Yesterday, Thomas Friedman warned how dangerous it is that Putin has no good way out. "We haven’t seen anything yet. Wait until Putin fully grasps that his only choices left in Ukraine are how to lose-- early and small and a little humiliated or late and big and deeply humiliated. I can’t even wrap my mind around what kind of financial and political shocks will radiate from Russia-- this country that is the world’s third-largest oil producer and possesses some 6,000 nuclear warheads-- when it loses a war of choice that was spearheaded by one man, who can never afford to admit defeat. Why not? Because Putin surely knows that 'the Russian national tradition is unforgiving of military setbacks,' observed Leon Aron, a Russia expert at the American Enterprise Institute, who is writing a book about Putin’s road to Ukraine."


In the coming weeks it will become more and more obvious that our biggest problem with Putin in Ukraine is that he will refuse to lose early and small, and the only other outcome is that he will lose big and late. But because this is solely his war and he cannot admit defeat, he could keep doubling down in Ukraine until … until he contemplates using a nuclear weapon.
Why do I say that defeat in Ukraine is Putin’s only option, that only the timing and size is in question? Because the easy, low-cost invasion he envisioned and the welcome party from Ukrainians he imagined were total fantasies-- and everything flows from that.
Putin completely underestimated Ukraine’s will to be independent and become part of the West. He completely underestimated the will of many Ukrainians to fight, even if it meant dying, for those two goals. He completely overestimated his own armed forces. He completely underestimated President Biden’s ability to galvanize a global economic and military coalition to enable Ukrainians to stand and fight and to devastate Russia at home-- the most effective U.S. coalition-building effort since George H.W. Bush made Saddam Hussein pay for his folly of seizing Kuwait. And he completely underestimated the ability of companies and individuals all over the world to participate in, and amplify, economic sanctions on Russia-- far beyond anything governments initiated or mandated.

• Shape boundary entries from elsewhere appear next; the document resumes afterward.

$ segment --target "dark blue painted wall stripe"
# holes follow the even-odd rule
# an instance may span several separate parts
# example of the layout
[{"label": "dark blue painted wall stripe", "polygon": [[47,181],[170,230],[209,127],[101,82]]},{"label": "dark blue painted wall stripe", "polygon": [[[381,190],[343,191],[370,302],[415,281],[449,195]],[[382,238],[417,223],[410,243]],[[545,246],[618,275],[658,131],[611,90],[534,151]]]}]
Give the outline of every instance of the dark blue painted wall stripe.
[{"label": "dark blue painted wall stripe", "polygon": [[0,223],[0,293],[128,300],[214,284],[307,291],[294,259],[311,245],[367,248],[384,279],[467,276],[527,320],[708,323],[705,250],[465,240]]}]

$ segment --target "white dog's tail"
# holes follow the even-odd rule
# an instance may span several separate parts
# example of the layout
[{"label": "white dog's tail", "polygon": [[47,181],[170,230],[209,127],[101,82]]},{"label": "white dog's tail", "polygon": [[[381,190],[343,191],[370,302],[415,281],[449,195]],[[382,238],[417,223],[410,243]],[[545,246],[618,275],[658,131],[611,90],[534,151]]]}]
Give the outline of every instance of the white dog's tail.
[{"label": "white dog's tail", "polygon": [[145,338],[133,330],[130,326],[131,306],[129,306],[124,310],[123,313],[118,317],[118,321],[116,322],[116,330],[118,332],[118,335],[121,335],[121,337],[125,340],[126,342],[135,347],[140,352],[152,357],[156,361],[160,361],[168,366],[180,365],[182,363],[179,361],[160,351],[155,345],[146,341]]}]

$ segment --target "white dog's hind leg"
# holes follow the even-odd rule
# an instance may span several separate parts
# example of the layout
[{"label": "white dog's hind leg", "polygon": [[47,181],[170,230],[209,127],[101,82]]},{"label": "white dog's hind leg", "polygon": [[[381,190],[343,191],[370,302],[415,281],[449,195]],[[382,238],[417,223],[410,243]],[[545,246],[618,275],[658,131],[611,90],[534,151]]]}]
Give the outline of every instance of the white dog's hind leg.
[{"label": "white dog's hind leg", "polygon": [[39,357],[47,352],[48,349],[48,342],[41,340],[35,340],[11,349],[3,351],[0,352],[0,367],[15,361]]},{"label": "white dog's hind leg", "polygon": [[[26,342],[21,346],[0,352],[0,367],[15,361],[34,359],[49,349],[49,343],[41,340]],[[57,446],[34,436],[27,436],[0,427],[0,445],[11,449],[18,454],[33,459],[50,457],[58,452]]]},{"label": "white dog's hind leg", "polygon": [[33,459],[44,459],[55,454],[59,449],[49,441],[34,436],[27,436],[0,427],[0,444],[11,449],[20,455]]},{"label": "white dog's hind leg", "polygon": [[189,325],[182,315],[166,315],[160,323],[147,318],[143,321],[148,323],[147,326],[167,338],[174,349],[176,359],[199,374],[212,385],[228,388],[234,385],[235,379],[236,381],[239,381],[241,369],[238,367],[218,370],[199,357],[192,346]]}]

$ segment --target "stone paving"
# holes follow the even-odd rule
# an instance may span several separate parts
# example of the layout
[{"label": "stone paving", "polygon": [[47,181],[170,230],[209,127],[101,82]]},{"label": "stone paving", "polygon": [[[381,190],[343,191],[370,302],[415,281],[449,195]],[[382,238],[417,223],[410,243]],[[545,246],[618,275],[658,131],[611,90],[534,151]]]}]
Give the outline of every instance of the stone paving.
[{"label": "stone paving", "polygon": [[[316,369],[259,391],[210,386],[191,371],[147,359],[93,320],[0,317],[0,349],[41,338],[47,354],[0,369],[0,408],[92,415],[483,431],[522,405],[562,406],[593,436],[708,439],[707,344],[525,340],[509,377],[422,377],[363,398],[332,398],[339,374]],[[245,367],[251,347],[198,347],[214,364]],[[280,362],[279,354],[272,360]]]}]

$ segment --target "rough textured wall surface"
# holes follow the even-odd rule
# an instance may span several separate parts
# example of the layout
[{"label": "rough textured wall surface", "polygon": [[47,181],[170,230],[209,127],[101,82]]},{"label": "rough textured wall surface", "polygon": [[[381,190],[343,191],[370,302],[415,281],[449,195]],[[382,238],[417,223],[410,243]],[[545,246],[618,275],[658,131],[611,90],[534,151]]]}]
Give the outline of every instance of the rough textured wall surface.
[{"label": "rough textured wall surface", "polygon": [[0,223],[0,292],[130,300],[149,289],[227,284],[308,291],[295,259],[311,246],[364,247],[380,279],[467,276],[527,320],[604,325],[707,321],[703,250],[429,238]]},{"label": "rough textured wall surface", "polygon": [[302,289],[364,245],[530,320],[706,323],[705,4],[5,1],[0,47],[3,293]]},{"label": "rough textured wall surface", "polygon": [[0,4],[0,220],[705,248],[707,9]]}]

When you get that many things wrong as a leader, your best option is to lose early and small. In Putin’s case that would mean withdrawing his forces from Ukraine immediately; offering a face-saving lie to justify his “special military operation,” like claiming it successfully protected Russians living in Ukraine; and promising to help Russians’ brethren rebuild. But the inescapable humiliation would surely be intolerable for this man obsessed with restoring the dignity and unity of what he sees as the Russian motherland.
...There is simply no pathway that I see for Putin to win in Ukraine in any sustainable way because it simply is not the country he thought it was-- a country just waiting for a quick decapitation of its “Nazi” leadership so that it could gently fall back into the bosom of Mother Russia.
So either he cuts his losses now and eats crow-- and hopefully for him escapes enough sanctions to revive the Russian economy and hold onto power-- or faces a forever war against Ukraine and much of the world, which will slowly sap Russia’s strength and collapse its infrastructure.
As he seems hellbent on the latter, I am terrified. Because there is only one thing worse than a strong Russia under Putin-- and that’s a weak, humiliated, disorderly Russia that could fracture or be in a prolonged internal leadership turmoil, with different factions wrestling for power and with all of those nuclear warheads, cybercriminals and oil and gas wells lying around.
Putin’s Russia is not too big to fail. It is, however, too big to fail in a way that won’t shake the whole rest of the world.